For Dr. Jennifer Bocker, who became the new chief medical officer at HCA Florida Sarasota Doctors Hospital last January, the sky, quite literally, is her only limit. After nine years working as a head and neck trauma surgeon, surgical oncologist, board member, and chair of strategic planning at Surgical Specialists Colorado, Dr. Bocker ventured south HCA Florida Sarasota Doctors Hospital to effect change on a broader level than she could as a practicing physician. “While I was working on this practice and learning how to manage it, we had meetings with large hospital systems – I would find myself going home just to research for hours what we talked about. This led me to get my MBA. I fell in love with the business side of medicine and realized that I had reached the ceiling of what I could do and how I could influence change on a larger scale,” says Dr. Bocker.

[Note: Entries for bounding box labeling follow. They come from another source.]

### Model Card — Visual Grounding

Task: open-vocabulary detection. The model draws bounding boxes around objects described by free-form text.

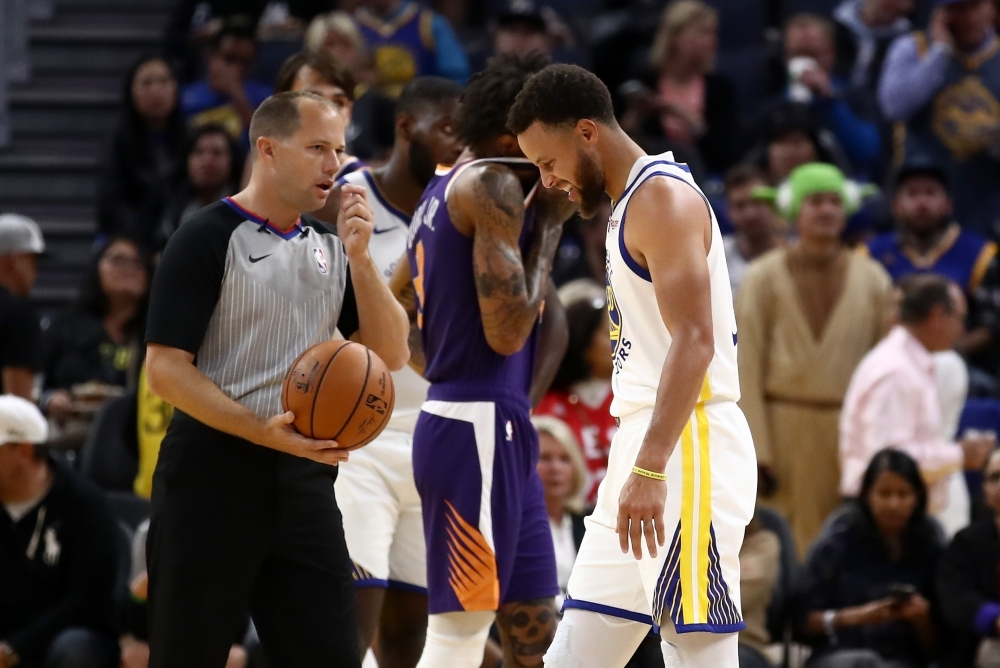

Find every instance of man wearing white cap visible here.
[0,394,118,668]
[0,213,45,398]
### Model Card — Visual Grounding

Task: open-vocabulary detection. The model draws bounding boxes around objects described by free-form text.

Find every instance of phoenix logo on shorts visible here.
[313,246,330,274]
[607,262,632,373]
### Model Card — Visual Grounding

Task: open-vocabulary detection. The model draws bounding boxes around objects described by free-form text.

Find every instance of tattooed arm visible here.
[389,253,425,376]
[448,164,573,355]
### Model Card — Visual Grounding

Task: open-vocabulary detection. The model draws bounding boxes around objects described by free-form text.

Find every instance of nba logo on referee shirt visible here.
[313,246,330,274]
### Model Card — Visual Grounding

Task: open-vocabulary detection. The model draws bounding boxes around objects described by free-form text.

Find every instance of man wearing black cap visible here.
[878,0,1000,238]
[0,213,45,399]
[868,162,1000,375]
[493,0,552,55]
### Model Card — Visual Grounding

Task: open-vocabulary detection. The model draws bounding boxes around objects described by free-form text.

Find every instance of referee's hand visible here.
[260,411,348,466]
[337,183,375,260]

Instead of simply changing the lives of individuals, Dr. Bocker will now have the ability to impact the lives of an entire list of patients as well as the medical staff at HCA Florida Sarasota Doctors Hospital. “I will be working in a few different areas. I will help drive progress on the quality front, ensuring new initiatives are implemented and ensuring our patients receive the highest quality care. I will also act as a liaison between the medical staff – our doctors and providers – and the administration,” adds Dr. Bocker. skydiving also came along for the ride. After her first foray into extreme sports in 2006, Dr. Bocker was hooked. “It was the first place I went where I didn’t think of anything else. I wasn’t thinking about stress, work or my patients. The only thing I could think of was skydiving.
Since then, Dr. Bocker has performed thousands of jumps and already holds a world record for skydiving from a seated position in a large formation. “When you set a world record, there is an energy that goes through the training. Even if you can’t see the whole formation, you know you have it. It’s just an amazing feeling, like I’ve never felt before,” says Bocker.

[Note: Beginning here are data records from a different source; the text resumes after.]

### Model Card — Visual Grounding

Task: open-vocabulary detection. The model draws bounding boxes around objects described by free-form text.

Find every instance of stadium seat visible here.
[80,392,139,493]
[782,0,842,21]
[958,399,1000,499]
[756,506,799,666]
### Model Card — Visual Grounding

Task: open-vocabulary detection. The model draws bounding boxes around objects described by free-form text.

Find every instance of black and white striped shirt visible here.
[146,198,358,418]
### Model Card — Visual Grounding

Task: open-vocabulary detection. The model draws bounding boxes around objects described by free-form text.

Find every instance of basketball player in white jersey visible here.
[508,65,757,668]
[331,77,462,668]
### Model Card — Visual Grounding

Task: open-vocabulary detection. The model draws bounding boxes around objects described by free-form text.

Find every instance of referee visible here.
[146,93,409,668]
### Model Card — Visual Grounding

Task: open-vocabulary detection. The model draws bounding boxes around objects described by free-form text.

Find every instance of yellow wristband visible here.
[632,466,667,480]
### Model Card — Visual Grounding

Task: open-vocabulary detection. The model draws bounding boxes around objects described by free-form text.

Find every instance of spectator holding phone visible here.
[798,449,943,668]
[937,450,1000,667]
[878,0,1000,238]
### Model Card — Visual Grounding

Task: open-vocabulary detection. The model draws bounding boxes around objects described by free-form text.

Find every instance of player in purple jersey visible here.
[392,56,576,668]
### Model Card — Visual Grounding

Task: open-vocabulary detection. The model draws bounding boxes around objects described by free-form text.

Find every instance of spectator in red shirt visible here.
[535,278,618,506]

In November, Dr. Bocker will be part of Project 19, an initiative funded by the Women’s Skydiving Network to break the women’s head-down skydiving world record to celebrate the 101st anniversary of the 19th Amendment. With 102 paratroopers creating the formation in the air, Dr. Bocker is expected to be part of the eight-person foundation from which all other paratroopers build.

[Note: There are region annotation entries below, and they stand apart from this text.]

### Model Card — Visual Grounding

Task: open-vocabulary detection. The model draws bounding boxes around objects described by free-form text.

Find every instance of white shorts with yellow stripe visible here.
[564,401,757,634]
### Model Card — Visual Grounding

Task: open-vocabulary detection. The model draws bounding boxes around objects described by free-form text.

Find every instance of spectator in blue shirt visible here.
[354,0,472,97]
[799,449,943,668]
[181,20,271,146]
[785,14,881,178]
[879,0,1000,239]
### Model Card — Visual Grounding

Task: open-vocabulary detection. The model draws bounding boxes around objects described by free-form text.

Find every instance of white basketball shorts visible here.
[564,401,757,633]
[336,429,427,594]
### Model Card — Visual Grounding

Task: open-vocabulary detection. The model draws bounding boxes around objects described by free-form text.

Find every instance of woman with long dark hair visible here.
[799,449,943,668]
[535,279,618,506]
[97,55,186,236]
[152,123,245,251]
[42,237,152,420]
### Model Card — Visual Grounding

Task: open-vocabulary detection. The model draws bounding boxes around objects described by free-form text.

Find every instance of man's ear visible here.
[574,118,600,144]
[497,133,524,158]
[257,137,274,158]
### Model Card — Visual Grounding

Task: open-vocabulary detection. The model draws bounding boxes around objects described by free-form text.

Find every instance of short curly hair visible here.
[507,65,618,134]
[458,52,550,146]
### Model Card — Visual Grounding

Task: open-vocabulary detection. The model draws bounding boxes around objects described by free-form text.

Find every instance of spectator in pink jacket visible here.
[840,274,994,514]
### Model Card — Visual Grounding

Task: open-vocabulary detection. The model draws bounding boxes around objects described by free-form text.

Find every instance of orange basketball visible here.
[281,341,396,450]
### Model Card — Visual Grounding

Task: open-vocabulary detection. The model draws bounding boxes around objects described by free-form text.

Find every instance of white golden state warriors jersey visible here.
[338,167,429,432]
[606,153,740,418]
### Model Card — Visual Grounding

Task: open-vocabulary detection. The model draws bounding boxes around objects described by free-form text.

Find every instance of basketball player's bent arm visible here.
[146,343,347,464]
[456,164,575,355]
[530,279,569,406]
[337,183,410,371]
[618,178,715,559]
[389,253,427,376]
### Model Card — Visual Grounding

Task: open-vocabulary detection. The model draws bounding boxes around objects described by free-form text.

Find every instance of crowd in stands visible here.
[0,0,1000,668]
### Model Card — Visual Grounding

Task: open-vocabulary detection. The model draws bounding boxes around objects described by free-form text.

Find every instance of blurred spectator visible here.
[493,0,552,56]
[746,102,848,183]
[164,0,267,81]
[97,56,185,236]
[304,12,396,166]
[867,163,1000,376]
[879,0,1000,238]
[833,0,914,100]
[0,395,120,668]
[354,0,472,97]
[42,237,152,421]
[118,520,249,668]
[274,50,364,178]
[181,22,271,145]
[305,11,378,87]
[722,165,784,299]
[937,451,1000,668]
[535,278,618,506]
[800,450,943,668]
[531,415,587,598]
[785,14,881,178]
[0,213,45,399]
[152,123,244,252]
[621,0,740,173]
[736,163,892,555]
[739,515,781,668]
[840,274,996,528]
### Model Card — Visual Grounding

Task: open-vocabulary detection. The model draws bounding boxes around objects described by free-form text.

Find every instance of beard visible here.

“Each plane is carrying about 23 people, so there will be four or five planes taking off. It has to be designed so that the planes are in the right formation at the right time. Everyone has a different cue for when to get out of the plane to build the formation. At the end, you only have a few seconds to get everyone there. It’s quite a feat of engineering,” says Dr. Bocker. Whether his feet are on the ground or With his head in the clouds, Dr. Bocker relishes the chance to work with others to achieve the impossible. “It’s all about teamwork and without the team you won’t be successful. All team members try to do our best to achieve this goal. In skydiving it is the record, in health care the goal is to continue to improve for our patients,” says Dr. Bocker.